“With lawyerly precision, Richard Striner mines the speeches and writings of our 16th president to make a compelling case for a President Lincoln who, contrary to contemporary belief, had a long and abiding commitment, not just to the end of slavery, but also to equality before the law for all men, whatever the color of their skin,” writes Clay Risen of The New York Times.
The author of five previous books, two of them about Lincoln, Striner has been writing and thinking about the Civil War president since he was a graduate student in history at the University of Maryland in the late 1970s. He says that writing Lincoln and Race gave him a chance to explore in depth one of the themes of his first major work on Lincoln, Father Abraham (Oxford, 2006).
“Was Lincoln, emancipator and champion of liberty, actually a conflicted soul struggling to overcome his own racial prejudice? As I worked my way through the issue in Father Abraham, I thought it quite unlikely for a number of reasons, but most of all because, studying his statecraft and politics, it became clear to me that Lincoln was a moral Machiavellian, an idealist with street smarts,” Striner says.
“Lincoln chose to employ deception a number of times during his White House years, in ways that are easy to document. He had to craft a very careful strategy in order to prevent all sorts of worst-case contingencies, including a white supremacist backlash that would have set back the antislavery cause for God knows how many decades.”
Striner structured Lincoln and Race as a sort of detective yarn, a courtroom drama. He even invokes Dashiell Hammett’s classic detective novel The Thin Man in his introduction.

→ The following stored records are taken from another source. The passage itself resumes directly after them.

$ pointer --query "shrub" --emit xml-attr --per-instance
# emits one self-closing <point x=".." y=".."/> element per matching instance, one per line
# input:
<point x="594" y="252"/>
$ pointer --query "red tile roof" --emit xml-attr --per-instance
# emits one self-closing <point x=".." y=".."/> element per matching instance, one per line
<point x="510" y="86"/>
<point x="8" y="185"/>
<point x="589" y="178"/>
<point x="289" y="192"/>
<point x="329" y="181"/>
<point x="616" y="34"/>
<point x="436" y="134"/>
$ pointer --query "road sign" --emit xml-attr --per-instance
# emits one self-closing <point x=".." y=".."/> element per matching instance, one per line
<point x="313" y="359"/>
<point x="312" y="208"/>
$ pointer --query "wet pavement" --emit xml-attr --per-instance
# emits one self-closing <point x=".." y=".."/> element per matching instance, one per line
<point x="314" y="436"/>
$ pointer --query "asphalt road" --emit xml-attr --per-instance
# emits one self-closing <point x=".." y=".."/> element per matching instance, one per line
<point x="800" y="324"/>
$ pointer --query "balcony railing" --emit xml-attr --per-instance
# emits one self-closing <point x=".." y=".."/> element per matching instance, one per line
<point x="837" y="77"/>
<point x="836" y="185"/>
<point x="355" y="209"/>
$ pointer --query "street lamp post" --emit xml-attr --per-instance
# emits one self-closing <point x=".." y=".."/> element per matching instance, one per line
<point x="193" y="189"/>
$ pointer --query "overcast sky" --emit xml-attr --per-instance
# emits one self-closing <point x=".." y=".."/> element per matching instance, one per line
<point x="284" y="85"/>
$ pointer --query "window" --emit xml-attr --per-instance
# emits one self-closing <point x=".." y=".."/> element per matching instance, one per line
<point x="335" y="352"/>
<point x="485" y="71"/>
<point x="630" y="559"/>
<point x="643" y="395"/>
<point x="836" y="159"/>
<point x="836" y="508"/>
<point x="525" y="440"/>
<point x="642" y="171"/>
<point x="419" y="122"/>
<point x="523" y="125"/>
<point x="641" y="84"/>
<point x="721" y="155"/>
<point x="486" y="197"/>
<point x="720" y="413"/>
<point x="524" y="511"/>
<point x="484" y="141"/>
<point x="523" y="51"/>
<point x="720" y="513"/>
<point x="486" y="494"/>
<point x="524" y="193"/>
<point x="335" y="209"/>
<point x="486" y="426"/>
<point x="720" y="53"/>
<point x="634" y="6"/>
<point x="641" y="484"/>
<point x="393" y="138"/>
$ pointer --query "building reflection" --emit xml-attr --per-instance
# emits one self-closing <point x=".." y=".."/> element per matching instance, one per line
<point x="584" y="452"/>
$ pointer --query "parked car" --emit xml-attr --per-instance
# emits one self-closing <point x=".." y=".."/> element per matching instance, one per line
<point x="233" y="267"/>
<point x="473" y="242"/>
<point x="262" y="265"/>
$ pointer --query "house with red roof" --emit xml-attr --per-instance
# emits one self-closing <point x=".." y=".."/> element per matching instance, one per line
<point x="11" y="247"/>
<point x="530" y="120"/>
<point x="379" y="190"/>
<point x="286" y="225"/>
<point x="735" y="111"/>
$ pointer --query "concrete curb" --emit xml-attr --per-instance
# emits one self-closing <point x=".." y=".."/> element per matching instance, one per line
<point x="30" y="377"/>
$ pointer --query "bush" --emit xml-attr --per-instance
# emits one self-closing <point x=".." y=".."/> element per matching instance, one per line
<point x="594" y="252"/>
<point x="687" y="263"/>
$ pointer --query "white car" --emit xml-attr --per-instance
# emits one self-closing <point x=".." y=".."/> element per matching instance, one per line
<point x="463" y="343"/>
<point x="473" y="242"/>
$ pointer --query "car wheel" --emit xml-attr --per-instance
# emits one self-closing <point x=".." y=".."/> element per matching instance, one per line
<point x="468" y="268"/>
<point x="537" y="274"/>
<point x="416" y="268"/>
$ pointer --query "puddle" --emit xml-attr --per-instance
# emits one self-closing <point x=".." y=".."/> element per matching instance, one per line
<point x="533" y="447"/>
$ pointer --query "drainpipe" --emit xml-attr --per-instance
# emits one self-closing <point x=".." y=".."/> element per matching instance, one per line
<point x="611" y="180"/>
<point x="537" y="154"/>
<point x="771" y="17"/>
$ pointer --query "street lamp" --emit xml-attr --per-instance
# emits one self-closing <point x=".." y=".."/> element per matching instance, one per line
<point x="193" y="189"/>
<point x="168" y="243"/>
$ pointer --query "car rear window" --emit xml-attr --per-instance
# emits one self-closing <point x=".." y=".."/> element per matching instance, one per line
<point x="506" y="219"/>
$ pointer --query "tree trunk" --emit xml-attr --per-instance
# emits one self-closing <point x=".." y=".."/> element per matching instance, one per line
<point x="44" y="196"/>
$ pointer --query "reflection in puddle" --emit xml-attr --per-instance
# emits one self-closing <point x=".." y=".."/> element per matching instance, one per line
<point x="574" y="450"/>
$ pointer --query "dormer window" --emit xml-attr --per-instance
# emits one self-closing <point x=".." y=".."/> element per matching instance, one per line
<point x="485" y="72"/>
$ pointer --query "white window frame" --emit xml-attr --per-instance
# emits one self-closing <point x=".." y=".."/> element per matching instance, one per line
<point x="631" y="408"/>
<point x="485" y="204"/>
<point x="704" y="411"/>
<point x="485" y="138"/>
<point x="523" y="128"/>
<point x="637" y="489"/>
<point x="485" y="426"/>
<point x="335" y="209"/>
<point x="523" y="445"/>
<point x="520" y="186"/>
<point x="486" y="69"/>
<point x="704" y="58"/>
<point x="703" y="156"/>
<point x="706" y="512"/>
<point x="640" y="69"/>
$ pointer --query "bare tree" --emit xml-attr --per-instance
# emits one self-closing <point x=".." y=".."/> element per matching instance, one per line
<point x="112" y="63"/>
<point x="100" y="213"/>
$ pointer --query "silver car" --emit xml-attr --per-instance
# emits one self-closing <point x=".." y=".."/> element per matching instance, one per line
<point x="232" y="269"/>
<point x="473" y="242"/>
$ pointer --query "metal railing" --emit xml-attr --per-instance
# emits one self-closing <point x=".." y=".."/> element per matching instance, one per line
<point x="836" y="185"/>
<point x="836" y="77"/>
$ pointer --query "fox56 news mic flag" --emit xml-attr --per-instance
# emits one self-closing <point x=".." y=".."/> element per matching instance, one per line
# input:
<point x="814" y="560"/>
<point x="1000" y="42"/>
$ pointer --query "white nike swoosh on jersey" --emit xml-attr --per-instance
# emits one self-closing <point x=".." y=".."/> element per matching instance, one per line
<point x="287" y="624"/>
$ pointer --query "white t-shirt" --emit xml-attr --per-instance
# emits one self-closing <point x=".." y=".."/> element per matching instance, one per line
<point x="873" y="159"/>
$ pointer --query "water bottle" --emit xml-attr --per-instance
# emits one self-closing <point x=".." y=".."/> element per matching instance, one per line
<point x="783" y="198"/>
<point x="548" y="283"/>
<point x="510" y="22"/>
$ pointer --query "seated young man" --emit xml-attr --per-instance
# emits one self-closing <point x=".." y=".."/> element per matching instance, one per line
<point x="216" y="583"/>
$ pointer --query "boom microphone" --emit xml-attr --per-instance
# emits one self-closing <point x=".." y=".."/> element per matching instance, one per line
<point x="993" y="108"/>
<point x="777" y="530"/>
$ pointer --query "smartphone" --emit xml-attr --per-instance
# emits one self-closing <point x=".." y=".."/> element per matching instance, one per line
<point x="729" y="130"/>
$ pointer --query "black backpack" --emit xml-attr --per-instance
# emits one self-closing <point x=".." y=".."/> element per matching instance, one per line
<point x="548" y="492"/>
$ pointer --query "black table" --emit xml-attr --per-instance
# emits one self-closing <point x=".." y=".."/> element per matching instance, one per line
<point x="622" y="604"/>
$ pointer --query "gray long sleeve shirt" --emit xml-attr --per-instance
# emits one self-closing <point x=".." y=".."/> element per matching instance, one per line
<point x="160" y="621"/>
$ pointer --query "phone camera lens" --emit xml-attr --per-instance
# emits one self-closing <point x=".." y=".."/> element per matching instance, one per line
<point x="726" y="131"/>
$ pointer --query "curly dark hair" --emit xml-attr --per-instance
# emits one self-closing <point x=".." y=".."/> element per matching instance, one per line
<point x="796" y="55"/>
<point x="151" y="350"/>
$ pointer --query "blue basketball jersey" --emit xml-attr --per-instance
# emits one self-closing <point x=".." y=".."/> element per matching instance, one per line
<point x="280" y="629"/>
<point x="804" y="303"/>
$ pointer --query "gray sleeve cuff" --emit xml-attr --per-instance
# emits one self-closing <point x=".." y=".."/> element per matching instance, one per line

Assembling the evidence piece by piece, affording all sides of the debate a fair hearing, he has one end in mind: that “any satisfactory theory should make greater sense than the others.”
Striner became fascinated with Lincoln’s statecraft when he was in graduate school, “looking at the past in order to find my own bearings in terms of political philosophy, looking for inspiration. Lincoln struck me powerfully in many ways, not least because of the way he harmonized a great idealism with a very tough realism. Later, when I worked as a grassroots historic preservationist in Washington, I came to appreciate him even more because, trying to summon power to my cause, I realized I was trying at a very low level to do what he did so brilliantly on a grand scale.”
Striner’s habit of mining the past for inspiration has informed his numerous articles, including recent pieces about Lincoln for the popular New York Times “Disunion” series on the Civil War, and a cover story in The American Scholar in which he urges the administration to consider Lincoln’s strategy of printing greenbacks as a possible cure for contemporary economic woes. His 2011 book, Lincoln’s Way: How Six Great Presidents Created American Power, examines how Lincoln and five subsequent presidents pushed forward large-scale public projects and policies that made the country great.
Striner is currently working on a book about Woodrow Wilson, who, “unlike Lincoln, was a terrible strategist,” he says. “Wilson was narcissistic and foolish in ways that make him Lincoln’s operational opposite. If democracy is going to work, it demands leadership, and if the world is going to be made better, it will be by people who know how to deliver real results and not just pose on a soapbox demonstrating how perfect they are in their attitudes. That’s nice, but it doesn’t free any slaves.”